Originally soul cakes, put out for the souls of the dead, who were
believed to return on this night, were collected as it was widely
believed that the giving of these cakes in charity would somehow
benefit the departed. Souling plays like the one still performed at
Antrobus (Cheshire) seem to be another instance of importing a mummers'
play to make the evening's collection more profitable.
Bonfire
Night - On November 5th the sky is lit up across the country by the
glow from bonfires and the explosion of fireworks. Perhaps the most
impressive of the many community organised events is (Sussex) the
procession and bonfire display at Lewes.

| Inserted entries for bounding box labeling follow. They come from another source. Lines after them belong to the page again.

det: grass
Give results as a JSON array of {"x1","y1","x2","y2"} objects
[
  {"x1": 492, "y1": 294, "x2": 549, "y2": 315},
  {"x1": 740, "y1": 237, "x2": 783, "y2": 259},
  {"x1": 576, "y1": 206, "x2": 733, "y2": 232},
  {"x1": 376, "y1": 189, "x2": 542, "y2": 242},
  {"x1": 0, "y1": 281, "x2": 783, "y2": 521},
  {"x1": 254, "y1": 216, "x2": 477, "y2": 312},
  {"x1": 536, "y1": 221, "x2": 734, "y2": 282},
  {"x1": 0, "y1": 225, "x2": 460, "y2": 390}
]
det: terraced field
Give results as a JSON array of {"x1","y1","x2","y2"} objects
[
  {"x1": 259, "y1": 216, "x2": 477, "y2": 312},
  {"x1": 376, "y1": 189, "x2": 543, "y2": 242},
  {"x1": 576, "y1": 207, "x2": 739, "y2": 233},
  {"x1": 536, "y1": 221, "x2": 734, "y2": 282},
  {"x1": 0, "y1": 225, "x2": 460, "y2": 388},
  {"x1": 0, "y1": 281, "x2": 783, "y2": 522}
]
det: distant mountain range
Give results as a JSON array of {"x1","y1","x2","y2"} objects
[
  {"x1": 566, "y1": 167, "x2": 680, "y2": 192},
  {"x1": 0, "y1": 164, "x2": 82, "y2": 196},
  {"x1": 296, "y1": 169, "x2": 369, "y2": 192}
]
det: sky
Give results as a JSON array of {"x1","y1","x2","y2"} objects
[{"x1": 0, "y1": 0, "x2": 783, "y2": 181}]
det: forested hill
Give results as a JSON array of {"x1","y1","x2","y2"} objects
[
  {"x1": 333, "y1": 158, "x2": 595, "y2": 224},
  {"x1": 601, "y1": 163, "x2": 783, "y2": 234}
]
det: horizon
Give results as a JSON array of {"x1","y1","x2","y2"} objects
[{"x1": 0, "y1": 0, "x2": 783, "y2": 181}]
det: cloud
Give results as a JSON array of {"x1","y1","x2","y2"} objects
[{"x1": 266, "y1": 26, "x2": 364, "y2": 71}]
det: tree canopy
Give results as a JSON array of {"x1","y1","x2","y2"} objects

An equally spectacular event
takes place at Ottery Saint Mary (Devon) where the men of the village,
swathed in damp sacking, run through the streets carrying blazing
barrels of tar on their shoulders. When the heat becomes too much the
barrel is passed on to another runner and so on until the huge communal
bonfire is reached. Although these ceremonies are kept up in the name
of an early political terrorist, whose effigy is still burnt, Guy
Fawkes, many people believe that the lighting of fires at this time of
year is a survival of a pagan custom. The collecting of 'pennies' for
the guy seems to have taken the place of the other begging practises.
Turning
the Devil's Boulder - The villagers of Shebbear (Devon) believe that a
large boulder outside the church must be turned over once a year on
November 5th. to the accompaniment of discordant clanging from the
church bells, otherwise terrible misfortune would befall the community.
December
Mumming - Traditional performances of
mumming plays can be seen at Bampton on Christmas Eve and Headington on
Boxing Day (Oxfordshire). The ‘paper boys' from Marshfield also perform
on Boxing Day.
Sword dancing - Christmas is the traditional
time for performances of sword dancing. The teams from Handsworth and
Grenoside (Yorkshire) are out on Boxing Day.
Tar Barrel
procession - On the last night of the year the men of Allendale troop
round the streets carrying blazing half barrels on the end of long
poles. It is often said that this is a survival of an ancient Celtic
fire festival but it has been shown to date from the last century.